What is the best approach to manage a large number of small arrays?

Hi friends,

I have a use case that I need to manage a number of small arrays (5k arrays, each array no larger than 1000 * 100), and each array is of a specific category. So I think there are two apporaches:

  1. Create 5k dask arrays. But I think array sizes of 1000*100 is too small, and will hurt dask’s performance.
  2. Concatencate all arrays to one “big” dask array, and let dask select a “good” chunk size.

For the second approach, I might have to append each array with a column of category id before concatencating, in order to obtain original arrays from the “big” array. For example, the “big” array X might be like:

x x x 0
x x x 0
y y y 1
y y y 1
y y y 1
z z z 2
z z z 2

In order to get the second sub array (with y s), I should use X[X[3] == 1]. But I think this is not efficient enough, because I only need to find the first and the last occurance of 1, but X[X[3] == 1] will compute all values in the 4th column with 1.

So do you have idea on my use case? What is the best approach to do this? Thanks a lot.

Hi @Arsenal591,

Could you be more precise about your small arrays shape?
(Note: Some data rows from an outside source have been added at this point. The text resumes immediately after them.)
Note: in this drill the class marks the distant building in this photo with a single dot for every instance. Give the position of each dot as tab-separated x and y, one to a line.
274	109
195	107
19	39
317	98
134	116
Is it one specific shape for each one?
Also, could you also precise if the computation you apply on each array are independent (e.g. embarrassingly parallel problem)?

You can have non repeated block on Dask arrays (see Chunks — Dask documentation), and maybe also non regular ones?
If the computation you have to perform is embarrassingly parallel, then you migh just want to use Delayed on simple Numpy arrays rather than building a Dask array.